Many years later, microscopes came along and revealed a material connection between hand washing and life-saving. Now The Experts were ready to accept the practice (and probably take sterilization too far in the other direction) because finally it didn’t threaten the materialist dogma. People dying in the meantime was simply the price The Experts were willing to make others pay for the maintenance of their dogma.
A less macabre story is that of Troy (and a favorite of my colleague Derek Magill). The Experts deemed Troy as described in Homer’s epic a fictitious city. The story was clearly myth. If it was history, it would threaten the sacred dogma. It could not be true and you were an uncultured idiot if you thought it was. A practitioner, a hobbyist historian with no formal training in archaeology, pursued the question with an open mind and unbridled passion. He found Troy. Once the material evidence was undeniable, it was integrated into the sacred dogma by The Experts. Like 1984, now it has always been true, of course.
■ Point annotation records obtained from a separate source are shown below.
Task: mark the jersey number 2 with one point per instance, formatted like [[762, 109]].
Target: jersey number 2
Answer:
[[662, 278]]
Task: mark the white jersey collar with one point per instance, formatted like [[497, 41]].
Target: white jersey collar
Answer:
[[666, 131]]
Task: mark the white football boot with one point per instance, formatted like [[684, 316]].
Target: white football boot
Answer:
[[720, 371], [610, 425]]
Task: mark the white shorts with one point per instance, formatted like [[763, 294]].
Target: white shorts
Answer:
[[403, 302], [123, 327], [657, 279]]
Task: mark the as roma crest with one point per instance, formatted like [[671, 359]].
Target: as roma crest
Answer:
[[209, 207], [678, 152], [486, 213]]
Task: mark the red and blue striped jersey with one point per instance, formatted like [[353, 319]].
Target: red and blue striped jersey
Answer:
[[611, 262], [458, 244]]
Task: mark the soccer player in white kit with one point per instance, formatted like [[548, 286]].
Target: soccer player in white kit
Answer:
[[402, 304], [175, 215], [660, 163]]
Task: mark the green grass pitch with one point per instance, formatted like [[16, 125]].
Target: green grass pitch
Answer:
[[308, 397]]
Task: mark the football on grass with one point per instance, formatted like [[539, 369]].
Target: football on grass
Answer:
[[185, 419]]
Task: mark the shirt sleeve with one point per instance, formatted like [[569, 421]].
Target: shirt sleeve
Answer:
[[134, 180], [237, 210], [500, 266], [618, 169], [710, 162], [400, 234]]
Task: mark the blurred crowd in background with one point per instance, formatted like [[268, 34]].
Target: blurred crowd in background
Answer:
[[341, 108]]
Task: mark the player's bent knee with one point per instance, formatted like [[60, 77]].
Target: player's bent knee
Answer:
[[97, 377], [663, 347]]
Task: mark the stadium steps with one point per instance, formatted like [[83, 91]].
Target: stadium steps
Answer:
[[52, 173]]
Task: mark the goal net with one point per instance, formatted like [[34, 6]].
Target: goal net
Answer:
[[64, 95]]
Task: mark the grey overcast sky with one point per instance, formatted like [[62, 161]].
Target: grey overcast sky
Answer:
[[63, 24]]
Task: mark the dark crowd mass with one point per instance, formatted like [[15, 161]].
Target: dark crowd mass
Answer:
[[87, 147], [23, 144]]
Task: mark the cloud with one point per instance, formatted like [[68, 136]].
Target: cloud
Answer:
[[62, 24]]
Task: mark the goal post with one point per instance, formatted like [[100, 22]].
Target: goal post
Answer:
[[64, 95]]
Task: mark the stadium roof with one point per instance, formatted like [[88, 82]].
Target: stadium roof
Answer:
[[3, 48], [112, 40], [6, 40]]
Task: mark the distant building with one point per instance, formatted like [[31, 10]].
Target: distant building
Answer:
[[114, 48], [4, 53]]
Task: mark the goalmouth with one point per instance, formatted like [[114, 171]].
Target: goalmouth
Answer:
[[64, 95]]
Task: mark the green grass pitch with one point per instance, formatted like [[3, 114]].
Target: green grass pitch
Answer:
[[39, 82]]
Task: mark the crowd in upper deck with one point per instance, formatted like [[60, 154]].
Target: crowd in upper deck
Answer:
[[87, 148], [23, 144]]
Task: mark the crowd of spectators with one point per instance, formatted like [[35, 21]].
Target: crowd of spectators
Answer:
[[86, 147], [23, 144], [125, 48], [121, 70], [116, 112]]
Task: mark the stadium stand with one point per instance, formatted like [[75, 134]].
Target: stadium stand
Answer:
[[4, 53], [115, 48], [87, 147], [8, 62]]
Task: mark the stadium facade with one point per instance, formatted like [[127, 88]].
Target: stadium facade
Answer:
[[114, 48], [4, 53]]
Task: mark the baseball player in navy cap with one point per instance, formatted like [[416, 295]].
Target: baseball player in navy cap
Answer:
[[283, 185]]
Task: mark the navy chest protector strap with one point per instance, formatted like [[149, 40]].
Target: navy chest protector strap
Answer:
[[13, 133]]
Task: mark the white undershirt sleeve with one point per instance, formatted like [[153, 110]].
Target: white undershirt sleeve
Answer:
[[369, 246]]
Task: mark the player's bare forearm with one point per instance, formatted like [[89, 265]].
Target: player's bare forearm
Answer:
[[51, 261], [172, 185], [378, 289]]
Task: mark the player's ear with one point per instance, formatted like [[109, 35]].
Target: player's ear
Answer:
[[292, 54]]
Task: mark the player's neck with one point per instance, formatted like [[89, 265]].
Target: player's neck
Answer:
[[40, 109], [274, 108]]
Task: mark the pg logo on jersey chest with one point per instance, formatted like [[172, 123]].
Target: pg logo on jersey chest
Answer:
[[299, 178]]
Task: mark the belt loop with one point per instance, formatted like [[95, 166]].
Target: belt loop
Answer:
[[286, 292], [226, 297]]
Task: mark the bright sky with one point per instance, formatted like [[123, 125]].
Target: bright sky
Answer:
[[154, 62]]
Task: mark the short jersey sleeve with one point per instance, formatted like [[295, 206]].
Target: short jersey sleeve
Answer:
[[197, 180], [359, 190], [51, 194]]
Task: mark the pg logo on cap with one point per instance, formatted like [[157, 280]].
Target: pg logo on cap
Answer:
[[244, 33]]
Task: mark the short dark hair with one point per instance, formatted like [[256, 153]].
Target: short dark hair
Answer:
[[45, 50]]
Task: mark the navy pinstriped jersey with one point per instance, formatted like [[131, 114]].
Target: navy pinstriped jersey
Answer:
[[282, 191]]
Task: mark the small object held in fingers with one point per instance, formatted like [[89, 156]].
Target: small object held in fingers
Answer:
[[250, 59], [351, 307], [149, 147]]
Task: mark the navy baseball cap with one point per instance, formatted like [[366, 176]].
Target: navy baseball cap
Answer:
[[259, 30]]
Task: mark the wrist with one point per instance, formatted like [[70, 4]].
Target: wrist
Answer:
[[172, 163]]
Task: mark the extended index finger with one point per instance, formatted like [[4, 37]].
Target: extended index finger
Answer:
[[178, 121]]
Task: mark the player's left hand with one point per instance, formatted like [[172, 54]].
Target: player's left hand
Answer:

The Royal Society and all The Experts on physics knew only a fool would pursue manned flight. It was officially impossible, and The Experts paid it nothing but scorn. A few bike mechanics flew anyway. Once flight was undeniably thrust in their faces, it was quickly absorbed into the sacred dogma and treated as the province of The Experts. They are quick to tell us why various speeds or forms of flight are impossible now.
My friend Steve Patterson shared with me his recent discovery that the Roman architects didn’t study or use Euclidean Geometry. The Experts have been credited with great works of architecture based on their theories, but in reality the curious, open-minded, skeptical, experimental practitioners kept playing around and perfecting methods without worrying about upholding the sacred dogma. They built stuff independent of the official theories – theories which were frequently forced to adapt to real world innovations by practitioners.
The Experts do not drive the world forward. They struggle to define the past in a palatable way that elevates their status and the status of theory in general and suppress inquiry into things that challenge it. They do not care if things “work” and make life better or even save it. They care if things threaten their dogma. They’d rather break a few thousand actual eggs to protect a hypothetical omelet than let it feed people if doing so doesn’t fit the dogma.
Ignore them. They have no clothes and you don’t have to pretend they do. Go ask the questions that ignite you and build the stuff you imagine.